Mark Andreoni ’16 focuses his talents on helping others

by Erin Dahl ,

Mark Andreoni ’16 likes to try anything and everything.

That’s why he went bungee jumping while studying abroad in Perth, Australia, tutored youths at Chemawa Indian School and performed with the Willamette Dance Company.

It’s also why he enrolled at Willamette.

“Willamette helps expand your world view,” he says. “It helps you learn new things about yourself.”

Attracted by Willamette’s close, friendly community, the Naperville, Illinois, native is intent on exploring everything the university has to offer.

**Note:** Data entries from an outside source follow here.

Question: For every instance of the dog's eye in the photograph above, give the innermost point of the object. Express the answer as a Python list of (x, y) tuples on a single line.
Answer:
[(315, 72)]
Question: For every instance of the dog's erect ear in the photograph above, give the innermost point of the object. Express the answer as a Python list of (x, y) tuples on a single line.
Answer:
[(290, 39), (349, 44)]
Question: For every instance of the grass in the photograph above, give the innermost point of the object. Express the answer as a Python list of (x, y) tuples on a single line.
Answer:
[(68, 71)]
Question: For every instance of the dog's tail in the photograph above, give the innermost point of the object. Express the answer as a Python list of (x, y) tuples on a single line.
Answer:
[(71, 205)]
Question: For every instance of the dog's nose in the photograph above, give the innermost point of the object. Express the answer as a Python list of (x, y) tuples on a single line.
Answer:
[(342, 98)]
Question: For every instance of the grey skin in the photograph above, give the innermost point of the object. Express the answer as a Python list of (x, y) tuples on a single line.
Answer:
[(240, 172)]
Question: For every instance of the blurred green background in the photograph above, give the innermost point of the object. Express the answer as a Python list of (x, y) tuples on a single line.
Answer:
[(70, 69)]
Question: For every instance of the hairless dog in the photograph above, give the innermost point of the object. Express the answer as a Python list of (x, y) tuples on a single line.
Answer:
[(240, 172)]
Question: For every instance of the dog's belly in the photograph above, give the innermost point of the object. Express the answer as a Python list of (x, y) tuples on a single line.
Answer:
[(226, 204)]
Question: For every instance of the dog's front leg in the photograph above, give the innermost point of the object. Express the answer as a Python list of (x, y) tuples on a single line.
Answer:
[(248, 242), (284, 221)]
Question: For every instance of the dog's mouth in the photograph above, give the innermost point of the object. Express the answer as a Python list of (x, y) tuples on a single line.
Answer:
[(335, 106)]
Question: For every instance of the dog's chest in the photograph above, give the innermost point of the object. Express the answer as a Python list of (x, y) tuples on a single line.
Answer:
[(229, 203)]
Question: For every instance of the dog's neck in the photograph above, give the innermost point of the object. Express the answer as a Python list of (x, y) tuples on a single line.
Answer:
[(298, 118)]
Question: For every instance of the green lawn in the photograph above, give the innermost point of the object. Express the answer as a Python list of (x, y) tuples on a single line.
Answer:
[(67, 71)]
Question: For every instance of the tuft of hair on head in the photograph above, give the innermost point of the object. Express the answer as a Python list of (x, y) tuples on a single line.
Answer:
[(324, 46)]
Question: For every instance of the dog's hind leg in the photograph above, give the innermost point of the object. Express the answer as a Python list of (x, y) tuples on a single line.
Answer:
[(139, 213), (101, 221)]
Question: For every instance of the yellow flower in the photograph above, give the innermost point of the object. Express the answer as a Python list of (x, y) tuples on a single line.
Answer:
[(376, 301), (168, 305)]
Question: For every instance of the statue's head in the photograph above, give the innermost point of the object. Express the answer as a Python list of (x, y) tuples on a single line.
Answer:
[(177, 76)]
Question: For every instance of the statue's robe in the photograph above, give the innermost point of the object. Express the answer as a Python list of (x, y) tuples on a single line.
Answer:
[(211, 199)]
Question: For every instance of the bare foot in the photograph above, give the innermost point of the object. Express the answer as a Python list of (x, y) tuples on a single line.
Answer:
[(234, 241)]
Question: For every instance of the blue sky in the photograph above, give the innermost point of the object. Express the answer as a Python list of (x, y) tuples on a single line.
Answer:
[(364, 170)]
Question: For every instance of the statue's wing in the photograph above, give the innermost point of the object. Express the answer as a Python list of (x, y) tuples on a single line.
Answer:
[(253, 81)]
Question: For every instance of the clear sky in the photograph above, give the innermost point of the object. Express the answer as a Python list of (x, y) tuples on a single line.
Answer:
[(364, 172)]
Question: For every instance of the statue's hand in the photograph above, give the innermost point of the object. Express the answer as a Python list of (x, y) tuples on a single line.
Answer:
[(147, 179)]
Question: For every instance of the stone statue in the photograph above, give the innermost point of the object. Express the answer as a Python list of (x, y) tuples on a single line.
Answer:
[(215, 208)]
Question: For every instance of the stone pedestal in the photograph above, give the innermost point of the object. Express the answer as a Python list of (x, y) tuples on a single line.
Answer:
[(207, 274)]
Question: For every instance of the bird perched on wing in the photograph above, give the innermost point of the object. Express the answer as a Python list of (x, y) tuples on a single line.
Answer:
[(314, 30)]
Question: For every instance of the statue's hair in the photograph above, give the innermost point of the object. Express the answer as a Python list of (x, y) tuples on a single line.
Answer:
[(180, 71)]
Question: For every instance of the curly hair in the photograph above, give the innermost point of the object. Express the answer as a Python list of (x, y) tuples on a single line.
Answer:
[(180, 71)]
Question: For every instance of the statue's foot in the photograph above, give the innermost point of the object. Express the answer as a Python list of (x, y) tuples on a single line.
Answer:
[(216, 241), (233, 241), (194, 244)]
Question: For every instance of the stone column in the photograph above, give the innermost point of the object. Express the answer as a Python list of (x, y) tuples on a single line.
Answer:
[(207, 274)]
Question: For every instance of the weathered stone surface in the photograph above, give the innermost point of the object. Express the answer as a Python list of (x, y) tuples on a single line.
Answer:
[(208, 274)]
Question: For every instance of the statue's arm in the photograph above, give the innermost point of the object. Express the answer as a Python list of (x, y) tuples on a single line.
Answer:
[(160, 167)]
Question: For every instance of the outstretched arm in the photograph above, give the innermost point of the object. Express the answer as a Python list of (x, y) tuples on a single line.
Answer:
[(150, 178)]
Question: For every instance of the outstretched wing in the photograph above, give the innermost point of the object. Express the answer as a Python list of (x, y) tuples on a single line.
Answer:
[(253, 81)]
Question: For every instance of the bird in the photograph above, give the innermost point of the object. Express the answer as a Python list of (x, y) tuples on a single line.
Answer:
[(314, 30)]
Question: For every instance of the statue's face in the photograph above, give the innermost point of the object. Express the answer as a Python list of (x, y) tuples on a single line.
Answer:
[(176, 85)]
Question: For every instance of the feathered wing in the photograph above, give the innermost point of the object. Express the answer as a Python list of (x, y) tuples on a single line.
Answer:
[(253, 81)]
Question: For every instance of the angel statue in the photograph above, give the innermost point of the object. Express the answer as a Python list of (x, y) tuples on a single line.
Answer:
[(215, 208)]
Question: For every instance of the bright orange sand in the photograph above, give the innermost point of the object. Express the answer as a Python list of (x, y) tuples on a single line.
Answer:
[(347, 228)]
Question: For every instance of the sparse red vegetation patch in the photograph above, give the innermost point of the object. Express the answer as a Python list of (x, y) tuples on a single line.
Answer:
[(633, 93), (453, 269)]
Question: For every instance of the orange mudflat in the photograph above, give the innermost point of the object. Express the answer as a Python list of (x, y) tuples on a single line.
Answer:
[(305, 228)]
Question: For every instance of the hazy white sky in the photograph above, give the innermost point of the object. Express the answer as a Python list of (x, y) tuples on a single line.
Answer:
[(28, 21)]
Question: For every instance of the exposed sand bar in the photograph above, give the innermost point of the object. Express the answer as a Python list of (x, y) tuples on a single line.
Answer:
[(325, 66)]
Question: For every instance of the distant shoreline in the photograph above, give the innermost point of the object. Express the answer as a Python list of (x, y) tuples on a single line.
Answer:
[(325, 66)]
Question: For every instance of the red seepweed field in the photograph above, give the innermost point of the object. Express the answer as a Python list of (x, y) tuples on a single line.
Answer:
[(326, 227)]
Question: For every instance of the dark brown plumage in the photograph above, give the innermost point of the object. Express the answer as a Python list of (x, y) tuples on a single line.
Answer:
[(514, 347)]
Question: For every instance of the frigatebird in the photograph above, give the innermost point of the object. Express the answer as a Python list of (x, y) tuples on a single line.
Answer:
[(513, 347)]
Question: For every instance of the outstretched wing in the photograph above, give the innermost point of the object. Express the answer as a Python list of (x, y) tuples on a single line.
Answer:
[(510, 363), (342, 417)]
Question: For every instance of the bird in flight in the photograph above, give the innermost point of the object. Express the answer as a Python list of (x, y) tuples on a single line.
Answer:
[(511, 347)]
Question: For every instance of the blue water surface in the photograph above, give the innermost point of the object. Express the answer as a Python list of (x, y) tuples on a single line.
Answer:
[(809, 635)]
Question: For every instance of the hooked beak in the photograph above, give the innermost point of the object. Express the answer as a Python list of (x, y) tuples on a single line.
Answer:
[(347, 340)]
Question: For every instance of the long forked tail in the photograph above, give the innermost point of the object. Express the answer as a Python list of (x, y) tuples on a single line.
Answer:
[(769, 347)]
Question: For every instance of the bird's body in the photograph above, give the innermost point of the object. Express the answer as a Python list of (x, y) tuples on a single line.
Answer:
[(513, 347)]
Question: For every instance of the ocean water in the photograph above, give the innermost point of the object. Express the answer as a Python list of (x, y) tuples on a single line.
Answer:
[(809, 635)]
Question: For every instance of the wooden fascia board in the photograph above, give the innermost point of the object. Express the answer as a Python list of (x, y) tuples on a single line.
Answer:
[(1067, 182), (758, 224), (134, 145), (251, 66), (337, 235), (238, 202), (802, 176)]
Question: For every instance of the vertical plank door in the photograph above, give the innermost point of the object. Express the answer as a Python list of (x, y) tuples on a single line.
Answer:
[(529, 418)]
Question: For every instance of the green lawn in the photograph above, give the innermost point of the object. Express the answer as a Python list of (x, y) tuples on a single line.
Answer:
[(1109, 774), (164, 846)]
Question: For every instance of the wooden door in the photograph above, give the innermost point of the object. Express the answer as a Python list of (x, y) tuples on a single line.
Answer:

He’s taken classes in ballet, Russian film, creative writing and art history, and for the past three years, he’s worked as a tour guide for the Office of Admission.

During tours, visitors pepper Andreoni with questions about majors, housing and campus life. But one time, a high school guidance counselor asked something for which he had no answer.

“She asked me to quickly name three things I’d change about this place,” Andreoni laughs. “I couldn’t come up with anything.”

Fueled by his desire to help others, Andreoni majored in sociology and spent a year tutoring students at nearby Chemawa Indian School. The experience cemented his interest in social work.

“I really enjoyed having an impact, even by doing something as small as helping students with their math homework,” he says. “It opened my eyes to see life from a new perspective.”

Another milestone for Andreoni was contributing to a summer-long research project at the Oregon State Capitol. Working with sociology professor Janet Lorenzen, Andreoni looked at patterns of success and failure in environmental policy making.

He observed and conducted interviews, coded the transcripts to note similarities, and helped craft a paper about grassroots activism. Lorenzen submitted the paper to the American Sociological Association for its August conference in Seattle.

“Mark is interested in talking to people face-to-face and learning more about their lives,” she says. “He sees people as individuals with interesting stories and he wants to help them.”

Andreoni will use his people skills this semester at Center for Hope & Safety, a local organization that helps survivors of domestic violence and assault.

For his internship, he will start a men’s discussion group to better address how masculinity is defined and demonstrated in today’s society.

“I like the opportunity to work with people and help solve problems,” Andreoni says. “I want to make a difference.”